またまた、当時の日記よりです。笑ってやって。

 LIVE ACT TULIP!最高、もういうことない。
 Openingはいつものとおり「夢中さ君に」後順番覚えてないけど「私のアイドル」「歌は生きている」「君の鼻毛は長い」「セプテンバー」「もしも僕が」「走れ!ムーン号」「ぼくがつくった愛のうた」「どうして僕は淋しいんだ」「千鳥橋渋滞」「心の旅」「人生ゲーム」「ハーモニー」「たえちゃん」「青春の影」「愛のかたみ」「あのバスを停めて」他新LPより4曲(このLP12月1日に発売で題は「日本」)まだある「明日の風」あと忘れた。新LPの曲みんないい曲だよ。「あこがれの東京」だったかな(注:「あこがれ・花の東京」がほんとのタイトル)財津さんギターひかないで身振り手振りしてたの。その時私のほう見てくれたみたいだったからVサインをしたら財津さん3本指を出したの「アレ?」って思ったらちょうど歌詞が三月ってとこだった。でも愛敬のある顔をしてくれたよ。うれしかった。安部さん前から見ると冷たくなった。 嫌だ。(注:この時確かに安部さんは恐かった。そんな記憶が…)上田さん、すごくのってた。あんな にのってた上田さん初めて。体が左右に揺れて、ドラムを力いっぱい叩いてる。
  「人生ゲーム」のとき客席にマイクを向けて歌ってくれってジェスチャー。お客さんもちゃんと答えて会場中で大合唱。よかったすごく。みんなが歌うと財津さんが「よろしい」「グー」とかOKのサインだすとかするの。その時がステージ、客席が一体となってたみたい。
  上田さんがねBeatlesの「Birthday」歌ったよ。初めて聞いた、上田さんが英語の歌を歌うなんてさ。あと財津さんがPILOTの「MAGIC」うたったよ。
 それからMC。人間の欲望の話を財津さんが始めて「食欲、性欲、睡眠欲…他に何がありますかねぇ」って言ったときデコ(私の隣に座っていた友人です)が「海水浴!」って言ったの。そしたら財津さん「海水浴…あんたおもしろいこというねぇ」ってこっちを指差して言ってくれた。でもって食欲は「言うまでもなく…」吉田さんで性欲が安部さんで(安部さんは違う!としきりに手を振っていた)睡眠欲が姫野さんでそれで上田さんが海水浴になっちゃった。「理由はありませんけど」っていったら、会場おおうけでした。上田さんの笑い声も聞こえたよぉ。
 メンバー紹介のとき姫野さんのときにみんなが「姫野君!」「姫野君!!」って叫んだら「まぁまぁまぁ」だって。あ、上田さんはちゃんと立って礼したよ。
  もう一つ思い出した。安部さんと財津さんが「長髪は飽きたから坊主にしよう」と思って二人だけじゃかっこ悪いから5人全部でしようと説得したけど上田さんは「坊主にサングラスは似合わないからいやだ」って言って姫野さんは「童顔だからいやだ」って言って吉田さんならと思ったら「もてなくなるからいやだ」ということで3人共に断られたなんて話をしていた。いやだぁ、坊主なんてそんなの。
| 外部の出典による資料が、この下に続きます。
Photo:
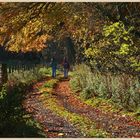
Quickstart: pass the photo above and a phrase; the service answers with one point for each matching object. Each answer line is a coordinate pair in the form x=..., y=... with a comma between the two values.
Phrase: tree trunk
x=3, y=74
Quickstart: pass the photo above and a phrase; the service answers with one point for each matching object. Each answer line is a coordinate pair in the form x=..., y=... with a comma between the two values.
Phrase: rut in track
x=56, y=126
x=115, y=124
x=53, y=125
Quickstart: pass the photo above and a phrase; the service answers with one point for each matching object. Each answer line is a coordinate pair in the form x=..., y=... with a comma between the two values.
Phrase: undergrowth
x=121, y=91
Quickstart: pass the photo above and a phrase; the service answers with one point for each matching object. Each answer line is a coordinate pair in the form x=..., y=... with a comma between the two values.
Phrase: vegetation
x=100, y=39
x=14, y=120
x=123, y=89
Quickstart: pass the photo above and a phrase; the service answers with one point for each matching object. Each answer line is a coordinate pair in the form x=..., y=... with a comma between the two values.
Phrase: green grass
x=82, y=123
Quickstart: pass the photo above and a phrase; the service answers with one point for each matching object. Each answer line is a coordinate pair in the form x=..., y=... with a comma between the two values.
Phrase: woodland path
x=55, y=125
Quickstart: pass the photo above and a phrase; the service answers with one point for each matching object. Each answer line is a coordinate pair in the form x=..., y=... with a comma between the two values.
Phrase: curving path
x=56, y=126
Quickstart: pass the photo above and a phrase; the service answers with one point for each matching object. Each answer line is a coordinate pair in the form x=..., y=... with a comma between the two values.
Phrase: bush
x=12, y=119
x=123, y=89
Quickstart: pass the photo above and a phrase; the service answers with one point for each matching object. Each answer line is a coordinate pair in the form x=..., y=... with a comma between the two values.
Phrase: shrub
x=123, y=89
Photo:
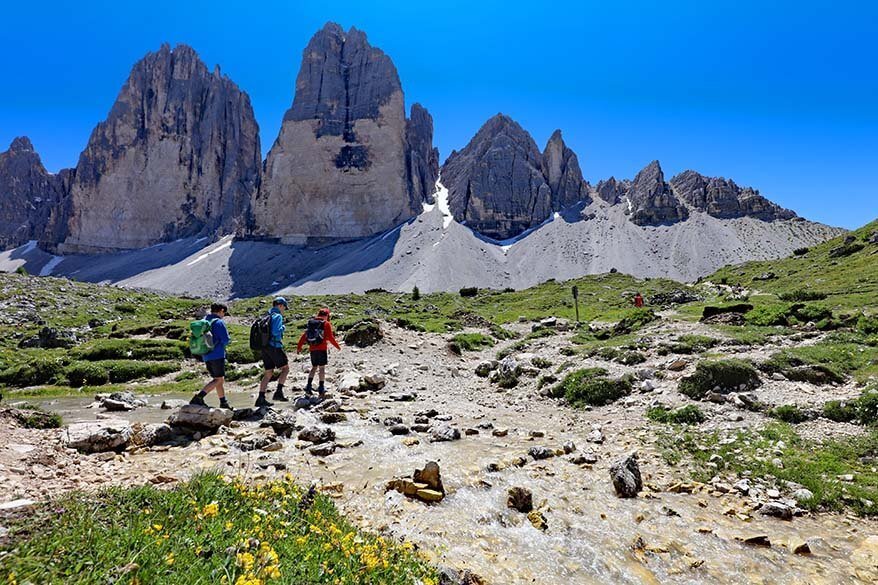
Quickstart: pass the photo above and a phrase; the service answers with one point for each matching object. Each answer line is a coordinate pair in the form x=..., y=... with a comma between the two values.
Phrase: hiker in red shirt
x=317, y=335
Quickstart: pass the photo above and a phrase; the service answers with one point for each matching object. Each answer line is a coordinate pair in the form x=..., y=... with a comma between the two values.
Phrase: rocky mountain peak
x=28, y=193
x=650, y=199
x=495, y=183
x=21, y=144
x=347, y=164
x=342, y=79
x=177, y=156
x=612, y=190
x=724, y=199
x=422, y=160
x=560, y=166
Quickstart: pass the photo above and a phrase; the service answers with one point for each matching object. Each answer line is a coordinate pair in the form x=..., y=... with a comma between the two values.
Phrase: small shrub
x=768, y=316
x=125, y=370
x=862, y=409
x=802, y=295
x=840, y=411
x=789, y=413
x=404, y=323
x=41, y=370
x=687, y=415
x=541, y=363
x=723, y=376
x=590, y=386
x=634, y=320
x=133, y=349
x=505, y=378
x=87, y=373
x=469, y=342
x=867, y=325
x=31, y=416
x=240, y=353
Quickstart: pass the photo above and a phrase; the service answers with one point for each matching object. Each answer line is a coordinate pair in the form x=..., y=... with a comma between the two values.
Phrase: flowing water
x=591, y=533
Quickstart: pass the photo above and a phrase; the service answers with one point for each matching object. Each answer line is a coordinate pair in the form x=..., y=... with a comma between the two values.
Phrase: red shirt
x=322, y=346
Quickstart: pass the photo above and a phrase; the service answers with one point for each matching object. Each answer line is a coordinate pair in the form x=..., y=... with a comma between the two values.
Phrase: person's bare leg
x=209, y=386
x=266, y=378
x=308, y=388
x=284, y=372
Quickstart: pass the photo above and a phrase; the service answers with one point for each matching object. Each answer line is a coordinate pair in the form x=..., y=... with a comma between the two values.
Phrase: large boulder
x=519, y=498
x=317, y=434
x=97, y=437
x=149, y=434
x=625, y=474
x=200, y=418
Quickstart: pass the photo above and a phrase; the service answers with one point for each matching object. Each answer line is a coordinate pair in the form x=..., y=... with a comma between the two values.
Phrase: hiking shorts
x=216, y=368
x=274, y=358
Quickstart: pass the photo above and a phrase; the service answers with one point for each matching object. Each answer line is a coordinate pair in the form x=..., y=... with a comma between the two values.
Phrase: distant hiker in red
x=317, y=335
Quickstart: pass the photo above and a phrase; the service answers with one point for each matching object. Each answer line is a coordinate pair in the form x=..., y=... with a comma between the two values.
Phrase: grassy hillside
x=849, y=281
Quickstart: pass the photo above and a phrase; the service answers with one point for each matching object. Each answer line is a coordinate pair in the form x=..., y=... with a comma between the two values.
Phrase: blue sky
x=779, y=95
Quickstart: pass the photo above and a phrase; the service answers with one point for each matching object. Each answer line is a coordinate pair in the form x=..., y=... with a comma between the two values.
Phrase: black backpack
x=260, y=332
x=314, y=331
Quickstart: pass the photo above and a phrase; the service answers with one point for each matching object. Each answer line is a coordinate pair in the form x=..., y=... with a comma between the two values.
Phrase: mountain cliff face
x=651, y=201
x=422, y=162
x=500, y=184
x=177, y=156
x=347, y=163
x=724, y=199
x=496, y=184
x=560, y=167
x=28, y=193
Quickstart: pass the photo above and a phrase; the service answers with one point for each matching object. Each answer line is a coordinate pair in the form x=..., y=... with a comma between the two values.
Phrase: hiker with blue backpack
x=208, y=339
x=267, y=335
x=318, y=334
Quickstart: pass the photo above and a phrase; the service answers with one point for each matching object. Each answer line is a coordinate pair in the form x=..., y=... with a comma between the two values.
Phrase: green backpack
x=200, y=336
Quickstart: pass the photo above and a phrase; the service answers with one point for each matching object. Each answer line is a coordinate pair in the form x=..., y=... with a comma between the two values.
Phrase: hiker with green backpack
x=208, y=339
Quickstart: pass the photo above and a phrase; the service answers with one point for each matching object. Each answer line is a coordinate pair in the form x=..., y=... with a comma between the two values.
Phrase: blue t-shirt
x=220, y=339
x=277, y=328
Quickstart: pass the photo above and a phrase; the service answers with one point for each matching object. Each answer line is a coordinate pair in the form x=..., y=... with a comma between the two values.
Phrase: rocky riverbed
x=407, y=400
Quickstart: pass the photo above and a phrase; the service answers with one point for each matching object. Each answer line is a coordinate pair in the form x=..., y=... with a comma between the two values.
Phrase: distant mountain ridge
x=179, y=157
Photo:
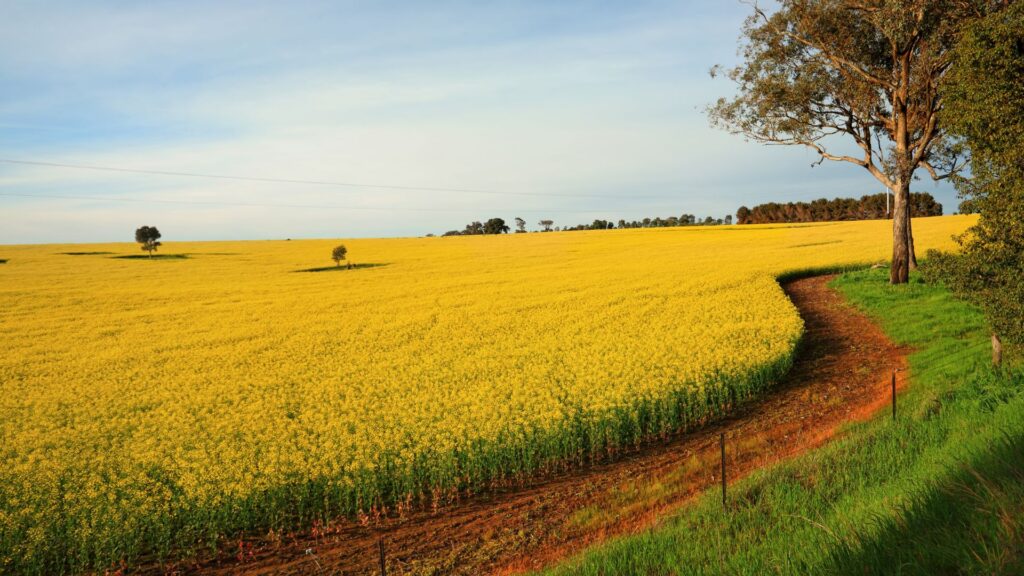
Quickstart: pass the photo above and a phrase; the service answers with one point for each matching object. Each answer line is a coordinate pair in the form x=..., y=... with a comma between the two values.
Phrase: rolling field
x=152, y=407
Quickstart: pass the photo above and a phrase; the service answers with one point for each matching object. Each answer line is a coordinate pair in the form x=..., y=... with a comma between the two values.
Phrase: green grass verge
x=939, y=491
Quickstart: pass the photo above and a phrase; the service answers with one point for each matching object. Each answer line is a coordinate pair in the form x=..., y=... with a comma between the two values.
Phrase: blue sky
x=590, y=109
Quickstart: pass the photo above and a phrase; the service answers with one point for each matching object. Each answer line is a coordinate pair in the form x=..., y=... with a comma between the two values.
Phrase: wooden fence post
x=894, y=394
x=721, y=441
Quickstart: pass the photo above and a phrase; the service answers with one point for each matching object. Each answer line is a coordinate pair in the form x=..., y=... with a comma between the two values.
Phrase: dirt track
x=841, y=374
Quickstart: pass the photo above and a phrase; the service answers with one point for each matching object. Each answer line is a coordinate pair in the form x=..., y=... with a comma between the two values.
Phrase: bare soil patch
x=842, y=374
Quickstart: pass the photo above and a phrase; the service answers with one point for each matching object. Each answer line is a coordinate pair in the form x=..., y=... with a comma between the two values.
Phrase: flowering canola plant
x=151, y=407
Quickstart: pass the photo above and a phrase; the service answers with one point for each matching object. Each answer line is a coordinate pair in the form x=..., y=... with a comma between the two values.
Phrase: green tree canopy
x=984, y=104
x=148, y=238
x=816, y=73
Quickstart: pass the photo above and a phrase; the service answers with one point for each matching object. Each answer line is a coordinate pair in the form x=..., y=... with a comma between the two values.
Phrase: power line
x=304, y=181
x=276, y=205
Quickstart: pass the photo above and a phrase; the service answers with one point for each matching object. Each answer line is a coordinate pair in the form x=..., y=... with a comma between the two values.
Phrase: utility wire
x=303, y=181
x=275, y=205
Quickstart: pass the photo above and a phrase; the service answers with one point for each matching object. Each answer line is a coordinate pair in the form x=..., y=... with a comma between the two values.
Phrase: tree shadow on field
x=344, y=268
x=155, y=257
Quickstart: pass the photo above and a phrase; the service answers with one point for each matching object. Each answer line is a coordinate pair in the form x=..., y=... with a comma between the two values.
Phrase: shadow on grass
x=968, y=524
x=343, y=268
x=155, y=257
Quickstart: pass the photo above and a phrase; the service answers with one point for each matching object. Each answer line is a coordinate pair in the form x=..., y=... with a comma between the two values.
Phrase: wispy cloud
x=576, y=97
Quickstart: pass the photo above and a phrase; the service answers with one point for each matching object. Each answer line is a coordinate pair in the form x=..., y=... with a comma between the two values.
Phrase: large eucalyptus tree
x=820, y=73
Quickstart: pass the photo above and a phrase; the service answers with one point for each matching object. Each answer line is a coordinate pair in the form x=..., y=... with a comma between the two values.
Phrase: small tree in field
x=148, y=238
x=339, y=254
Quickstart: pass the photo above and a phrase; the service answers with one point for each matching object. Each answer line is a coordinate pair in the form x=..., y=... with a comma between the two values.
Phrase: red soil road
x=842, y=374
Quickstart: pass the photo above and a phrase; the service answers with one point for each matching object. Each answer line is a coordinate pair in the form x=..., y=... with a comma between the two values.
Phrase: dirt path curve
x=841, y=374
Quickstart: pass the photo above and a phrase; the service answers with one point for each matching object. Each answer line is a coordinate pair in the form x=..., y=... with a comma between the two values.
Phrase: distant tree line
x=867, y=208
x=494, y=225
x=670, y=221
x=498, y=225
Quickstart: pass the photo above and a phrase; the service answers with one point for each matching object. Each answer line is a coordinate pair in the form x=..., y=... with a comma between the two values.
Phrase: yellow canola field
x=152, y=406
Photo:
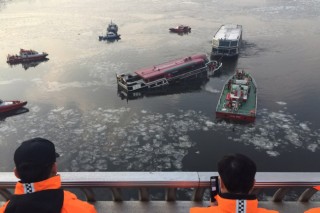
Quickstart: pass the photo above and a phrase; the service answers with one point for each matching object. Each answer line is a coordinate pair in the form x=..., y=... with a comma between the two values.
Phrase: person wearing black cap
x=39, y=189
x=236, y=180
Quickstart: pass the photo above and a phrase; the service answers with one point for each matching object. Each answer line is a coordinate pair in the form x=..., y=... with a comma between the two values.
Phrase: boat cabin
x=227, y=40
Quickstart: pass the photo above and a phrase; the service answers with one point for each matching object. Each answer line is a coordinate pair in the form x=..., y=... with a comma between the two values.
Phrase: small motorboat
x=110, y=36
x=112, y=27
x=180, y=29
x=8, y=106
x=26, y=56
x=238, y=99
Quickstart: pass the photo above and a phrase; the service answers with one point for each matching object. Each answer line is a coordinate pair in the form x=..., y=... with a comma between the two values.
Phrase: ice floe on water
x=281, y=103
x=121, y=139
x=289, y=9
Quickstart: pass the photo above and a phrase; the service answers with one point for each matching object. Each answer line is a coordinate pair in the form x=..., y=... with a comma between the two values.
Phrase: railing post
x=198, y=194
x=89, y=194
x=116, y=193
x=279, y=194
x=6, y=194
x=307, y=194
x=143, y=194
x=171, y=194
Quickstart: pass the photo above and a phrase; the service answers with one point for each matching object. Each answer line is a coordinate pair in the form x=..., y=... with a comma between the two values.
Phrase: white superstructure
x=227, y=40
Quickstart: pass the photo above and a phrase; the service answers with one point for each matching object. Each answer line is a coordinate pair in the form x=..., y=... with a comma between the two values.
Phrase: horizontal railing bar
x=169, y=179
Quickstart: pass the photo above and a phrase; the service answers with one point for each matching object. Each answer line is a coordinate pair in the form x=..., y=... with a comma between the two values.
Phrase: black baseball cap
x=37, y=151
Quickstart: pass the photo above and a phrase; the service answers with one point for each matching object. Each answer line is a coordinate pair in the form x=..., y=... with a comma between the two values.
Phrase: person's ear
x=54, y=169
x=15, y=171
x=223, y=188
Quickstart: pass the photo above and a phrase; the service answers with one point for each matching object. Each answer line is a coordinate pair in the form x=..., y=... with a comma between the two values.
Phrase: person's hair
x=237, y=172
x=30, y=173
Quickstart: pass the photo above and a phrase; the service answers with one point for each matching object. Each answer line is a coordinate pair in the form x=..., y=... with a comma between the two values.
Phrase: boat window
x=224, y=43
x=234, y=43
x=223, y=51
x=233, y=51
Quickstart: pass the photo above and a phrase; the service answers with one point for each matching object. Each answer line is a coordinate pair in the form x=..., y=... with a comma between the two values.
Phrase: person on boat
x=314, y=210
x=236, y=180
x=39, y=188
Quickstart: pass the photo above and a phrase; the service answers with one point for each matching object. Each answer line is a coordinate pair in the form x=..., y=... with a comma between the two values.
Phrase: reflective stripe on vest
x=241, y=206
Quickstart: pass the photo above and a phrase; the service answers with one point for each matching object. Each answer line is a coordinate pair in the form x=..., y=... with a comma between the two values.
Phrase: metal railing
x=197, y=182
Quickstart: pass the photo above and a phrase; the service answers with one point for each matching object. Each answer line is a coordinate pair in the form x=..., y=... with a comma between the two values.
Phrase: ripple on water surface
x=105, y=139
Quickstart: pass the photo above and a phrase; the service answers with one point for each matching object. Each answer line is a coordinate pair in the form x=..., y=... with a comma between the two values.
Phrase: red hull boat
x=180, y=29
x=7, y=106
x=26, y=56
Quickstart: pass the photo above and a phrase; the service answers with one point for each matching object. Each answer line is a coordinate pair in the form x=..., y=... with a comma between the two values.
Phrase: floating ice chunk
x=58, y=109
x=304, y=126
x=312, y=147
x=209, y=123
x=273, y=153
x=281, y=103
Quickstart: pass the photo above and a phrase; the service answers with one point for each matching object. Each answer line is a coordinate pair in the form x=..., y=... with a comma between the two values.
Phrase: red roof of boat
x=147, y=73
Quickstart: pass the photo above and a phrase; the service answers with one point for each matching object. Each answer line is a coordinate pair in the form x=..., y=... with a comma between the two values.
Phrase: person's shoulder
x=262, y=210
x=72, y=204
x=208, y=209
x=313, y=210
x=3, y=207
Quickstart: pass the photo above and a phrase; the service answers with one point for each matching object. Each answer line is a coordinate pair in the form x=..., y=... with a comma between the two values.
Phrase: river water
x=73, y=99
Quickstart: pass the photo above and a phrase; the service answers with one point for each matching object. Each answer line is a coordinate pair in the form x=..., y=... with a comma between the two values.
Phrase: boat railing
x=283, y=191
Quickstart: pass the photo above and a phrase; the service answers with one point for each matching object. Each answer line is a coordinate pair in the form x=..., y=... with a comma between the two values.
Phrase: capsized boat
x=238, y=99
x=110, y=36
x=168, y=73
x=26, y=56
x=8, y=106
x=112, y=27
x=180, y=29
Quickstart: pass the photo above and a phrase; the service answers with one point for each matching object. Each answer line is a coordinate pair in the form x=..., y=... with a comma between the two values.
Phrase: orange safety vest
x=231, y=203
x=314, y=210
x=71, y=204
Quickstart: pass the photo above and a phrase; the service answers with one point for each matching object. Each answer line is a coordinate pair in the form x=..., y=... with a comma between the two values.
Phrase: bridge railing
x=197, y=183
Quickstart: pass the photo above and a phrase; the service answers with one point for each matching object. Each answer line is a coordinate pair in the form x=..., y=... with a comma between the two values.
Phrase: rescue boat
x=8, y=106
x=26, y=56
x=238, y=99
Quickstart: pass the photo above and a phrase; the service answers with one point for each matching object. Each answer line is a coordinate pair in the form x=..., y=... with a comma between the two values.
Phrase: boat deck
x=283, y=191
x=246, y=107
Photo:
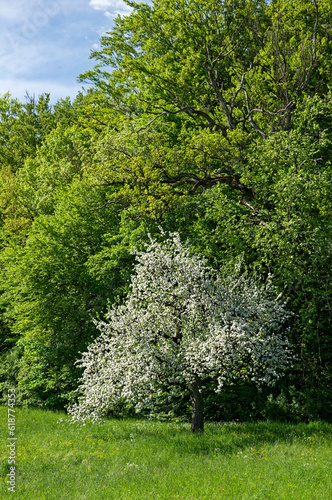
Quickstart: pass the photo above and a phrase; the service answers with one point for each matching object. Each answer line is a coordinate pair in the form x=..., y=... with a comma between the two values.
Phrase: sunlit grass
x=137, y=459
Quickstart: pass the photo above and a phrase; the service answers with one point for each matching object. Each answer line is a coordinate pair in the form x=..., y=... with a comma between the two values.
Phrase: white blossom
x=181, y=320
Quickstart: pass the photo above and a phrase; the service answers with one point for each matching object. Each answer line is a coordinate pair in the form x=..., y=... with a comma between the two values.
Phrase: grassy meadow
x=139, y=459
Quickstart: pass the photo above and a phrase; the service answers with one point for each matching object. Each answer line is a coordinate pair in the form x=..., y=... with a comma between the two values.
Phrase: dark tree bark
x=197, y=417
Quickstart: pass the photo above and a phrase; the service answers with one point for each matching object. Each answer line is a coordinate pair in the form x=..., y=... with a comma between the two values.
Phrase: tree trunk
x=197, y=416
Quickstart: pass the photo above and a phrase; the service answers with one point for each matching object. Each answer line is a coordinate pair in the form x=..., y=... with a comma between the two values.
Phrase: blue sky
x=45, y=44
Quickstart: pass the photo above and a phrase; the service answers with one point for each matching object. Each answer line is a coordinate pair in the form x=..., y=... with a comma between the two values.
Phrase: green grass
x=137, y=459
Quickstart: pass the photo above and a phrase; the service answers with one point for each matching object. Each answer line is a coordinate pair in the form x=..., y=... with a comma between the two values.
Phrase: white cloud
x=111, y=7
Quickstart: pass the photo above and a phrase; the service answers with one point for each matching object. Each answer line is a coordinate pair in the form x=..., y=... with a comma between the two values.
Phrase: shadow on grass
x=225, y=438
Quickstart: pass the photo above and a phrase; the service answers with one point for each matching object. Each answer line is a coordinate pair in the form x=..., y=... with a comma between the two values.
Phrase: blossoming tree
x=180, y=323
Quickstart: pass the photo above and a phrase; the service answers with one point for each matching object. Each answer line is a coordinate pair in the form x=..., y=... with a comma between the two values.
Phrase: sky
x=46, y=44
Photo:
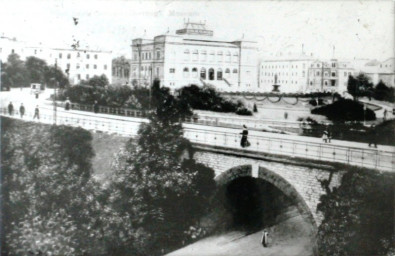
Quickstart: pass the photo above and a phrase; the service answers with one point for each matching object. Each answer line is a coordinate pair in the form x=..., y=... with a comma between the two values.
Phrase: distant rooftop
x=194, y=28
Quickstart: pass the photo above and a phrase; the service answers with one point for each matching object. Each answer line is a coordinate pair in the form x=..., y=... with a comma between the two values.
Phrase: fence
x=364, y=157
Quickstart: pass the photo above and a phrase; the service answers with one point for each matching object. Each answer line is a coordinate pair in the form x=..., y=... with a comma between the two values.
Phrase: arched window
x=211, y=74
x=186, y=54
x=228, y=57
x=186, y=72
x=212, y=56
x=195, y=55
x=203, y=73
x=220, y=56
x=219, y=74
x=227, y=73
x=235, y=57
x=194, y=72
x=204, y=55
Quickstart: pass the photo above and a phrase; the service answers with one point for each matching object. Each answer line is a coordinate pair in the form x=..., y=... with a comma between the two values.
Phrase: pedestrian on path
x=22, y=110
x=372, y=136
x=244, y=138
x=36, y=113
x=265, y=237
x=68, y=104
x=96, y=107
x=325, y=136
x=10, y=109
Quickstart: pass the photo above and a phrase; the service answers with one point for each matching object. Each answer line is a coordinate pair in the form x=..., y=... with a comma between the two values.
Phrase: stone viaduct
x=300, y=179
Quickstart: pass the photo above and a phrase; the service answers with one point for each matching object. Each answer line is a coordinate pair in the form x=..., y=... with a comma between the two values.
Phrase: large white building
x=80, y=64
x=289, y=73
x=193, y=56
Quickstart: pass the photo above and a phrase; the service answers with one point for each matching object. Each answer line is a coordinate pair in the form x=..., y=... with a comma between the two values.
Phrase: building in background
x=193, y=56
x=380, y=71
x=289, y=72
x=120, y=71
x=78, y=65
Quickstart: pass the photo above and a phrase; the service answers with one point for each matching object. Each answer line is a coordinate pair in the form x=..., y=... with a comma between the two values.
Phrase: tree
x=53, y=75
x=358, y=215
x=97, y=81
x=14, y=73
x=153, y=171
x=46, y=183
x=36, y=69
x=359, y=86
x=383, y=92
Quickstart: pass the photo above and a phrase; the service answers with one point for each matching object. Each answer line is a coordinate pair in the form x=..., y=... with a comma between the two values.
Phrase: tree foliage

 今日は2部制。ところが1部が終わって幕が閉まるときどん帳が照明のやぐらに引っかかって倒れてしまってみんな「キャァーー!!」姫野さんが一番近くにいたもんで大丈夫かと心配してた。たっちゃん(姫野さんファンの我が友人)なんて泣き出しちゃたモン。あとで財津さんがお詫びを言ってたよ。その後皮肉でか「姫野君はのんびりしてて、上からなんかおっこちてきてものんびりしてまして」だって。(注:これがあとあと姫野さんが一番印象に残ってる出来事として雑誌のインタビューで答えていた「姫野さん失神騒動」のステージだったのです。後になって知ったのですが、やはりこの時やぐらは姫野さんを直撃していて下敷きになってしまったらしいです。それでも何事もなかった様に2部のステージがありました。だから私たちは「大丈夫だったんだ」と安心していたのです。でも考えてみるとこの日アンコールがありませんでした。もしかしたらこのことが原因だったのかなぁ

 でもって、またまた服装チェック!
 第一部:財津さん、肩に水色の切り替えのある白のシャツに青のパンツ、吉田さん黄色と茶色の縦ストライプのシャツにサスペンダー付きのGパン。安部さん、赤地に白の風景がかいてあるシャツにGパン上田さん、衿回りだけが白い水色のシャツにドラムの陰でよく見えな方けど多分黒のパンツ。姫野さん、よく覚えてないけどパンツはピンクだったかなぁ。
 第二部:財津さん、衿が白い茶色のシャツ、黒のパンツ。吉田さん、紺と白の縦ストライプのシャツ黒のパンツ。安部さん黒一色でシャツに赤で刺繍がしてある奴。上田さん、白のシャツに黒のパンツ。姫野さん、真っ白。(写真を見ればわかるよね)
 財津さん髭はやしたし、吉田さんあごひげだけ剃った。


'77. 6.29 '77 LIVE ACT TULIP TOUR

 '76のツアーでは私の地元は無視され一度も見る事ができませんでした。
 そんな私の耳にTULIPのコンサートの情報が飛び込んできたのが'77.4.21。
「6月29日に待望のTulipが来るのです!2月に来るっていうのは誤報だったけど今度こそは!もう、うれしくって、うれしくって、とても言葉では表せないくらいうれしくって「上田さんに会える!上田さんに会える!」って半分夢見ごこち早くなれ!6/29に。」高3の春の出来事です。
 三度当時の日記よりです。(^^ゞ
'77若い彼らだよ
 「もう何も言えない!苦しい!最高!もう何も手につかない!上田さん!世界で一番カッコイイ!Tulip万歳!ア、もう死んだっていい!!また見に行くぞぉ〜!」以上。(注:で終わってしまうわけじゃなのに初っ端に私はこう書いておりました。興奮しきっている。(^^ゞ)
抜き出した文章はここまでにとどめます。